Le sommet, ou presque : Endgame et l’art d’être peu présent mais très utile

En tête, Avengers: Endgame (2019) partage la première place avec The Odyssey à 94 %. Le plus ironique, c’est que Holland y apparaît très peu. Son Peter Parker revient tard, après le snap de Infinity War, et son rôle tient surtout de la respiration émotionnelle dans un film qui fonctionne comme une cérémonie funèbre avant le grand rattrapage final. Mais c’est précisément pour ça que sa présence compte : dans un récit saturé de demi-dieux, de colosses et de CGI, Holland apporte une forme de vulnérabilité immédiate. Il ne joue pas le centre du monde, il joue le garçon qui regarde le centre du monde s’effondrer. Et ça suffit à le rendre indispensable.
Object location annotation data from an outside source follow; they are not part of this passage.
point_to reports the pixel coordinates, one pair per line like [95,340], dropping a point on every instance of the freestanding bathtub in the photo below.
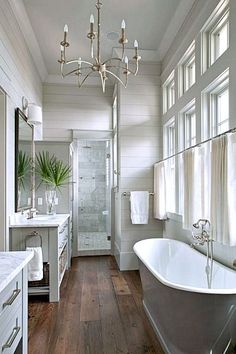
[188,317]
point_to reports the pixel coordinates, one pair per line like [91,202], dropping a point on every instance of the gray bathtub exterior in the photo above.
[188,322]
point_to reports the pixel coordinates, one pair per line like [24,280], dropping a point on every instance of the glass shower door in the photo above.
[94,190]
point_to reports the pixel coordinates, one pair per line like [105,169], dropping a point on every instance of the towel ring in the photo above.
[33,235]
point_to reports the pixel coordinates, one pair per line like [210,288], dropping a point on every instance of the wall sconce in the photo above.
[32,111]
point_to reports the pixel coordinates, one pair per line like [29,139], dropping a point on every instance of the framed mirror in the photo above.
[23,162]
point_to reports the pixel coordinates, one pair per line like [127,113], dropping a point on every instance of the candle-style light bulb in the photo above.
[91,18]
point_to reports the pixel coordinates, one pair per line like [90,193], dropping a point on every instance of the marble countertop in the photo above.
[11,263]
[42,220]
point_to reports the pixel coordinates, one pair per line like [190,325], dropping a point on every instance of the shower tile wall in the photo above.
[92,186]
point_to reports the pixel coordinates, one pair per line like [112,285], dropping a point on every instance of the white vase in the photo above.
[50,196]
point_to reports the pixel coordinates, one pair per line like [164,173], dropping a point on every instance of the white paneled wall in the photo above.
[68,107]
[190,30]
[18,77]
[140,147]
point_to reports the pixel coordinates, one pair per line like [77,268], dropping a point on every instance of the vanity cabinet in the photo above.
[54,231]
[13,302]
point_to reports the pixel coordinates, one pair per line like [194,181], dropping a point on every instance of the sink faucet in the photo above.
[31,213]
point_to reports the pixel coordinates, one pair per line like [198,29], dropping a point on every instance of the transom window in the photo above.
[215,102]
[169,93]
[215,35]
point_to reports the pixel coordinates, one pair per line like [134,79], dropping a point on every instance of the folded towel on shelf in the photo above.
[139,201]
[35,266]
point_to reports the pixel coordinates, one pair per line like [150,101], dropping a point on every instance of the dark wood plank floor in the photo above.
[100,312]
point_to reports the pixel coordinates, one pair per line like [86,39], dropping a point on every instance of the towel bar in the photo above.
[32,235]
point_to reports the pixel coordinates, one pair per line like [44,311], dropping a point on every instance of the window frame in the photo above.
[168,90]
[209,122]
[183,70]
[217,20]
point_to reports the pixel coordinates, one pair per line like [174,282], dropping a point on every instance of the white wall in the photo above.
[68,107]
[140,137]
[190,31]
[18,77]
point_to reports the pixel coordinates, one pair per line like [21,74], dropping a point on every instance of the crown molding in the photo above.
[175,24]
[71,80]
[146,55]
[22,18]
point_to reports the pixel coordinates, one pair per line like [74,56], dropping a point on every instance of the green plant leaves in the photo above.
[52,171]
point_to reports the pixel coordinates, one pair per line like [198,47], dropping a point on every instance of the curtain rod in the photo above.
[233,130]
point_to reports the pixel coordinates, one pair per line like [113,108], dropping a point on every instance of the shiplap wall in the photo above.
[140,131]
[68,107]
[189,31]
[18,77]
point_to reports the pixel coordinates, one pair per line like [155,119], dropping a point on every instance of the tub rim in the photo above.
[219,291]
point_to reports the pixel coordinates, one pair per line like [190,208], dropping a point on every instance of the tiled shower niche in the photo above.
[94,195]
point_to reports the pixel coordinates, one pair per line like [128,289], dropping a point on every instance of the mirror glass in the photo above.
[23,161]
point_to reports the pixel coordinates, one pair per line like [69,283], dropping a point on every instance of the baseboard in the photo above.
[158,334]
Le statut de Endgame est connu : 2,79 milliards de dollars au box-office mondial, une conclusion de cycle, un événement industriel, un point de non-retour pour le MCU. Que Holland y figure en haut de son classement Rotten Tomatoes dit quelque chose d’assez simple : sa carrière est indissociable de la grande histoire des franchises, mais il n’y est pas réduit. Il sait se glisser dans les machines les plus lourdes sans disparaître complètement dedans. Ce n’est pas rien. Dans une industrie qui adore broyer les visages avant de les recycler en produits dérivés, tenir debout avec cette légèreté-là relève presque du miracle. Tom Holland n’a pas seulement trouvé son rôle fétiche ; il a trouvé la bonne taille pour survivre au blockbuster.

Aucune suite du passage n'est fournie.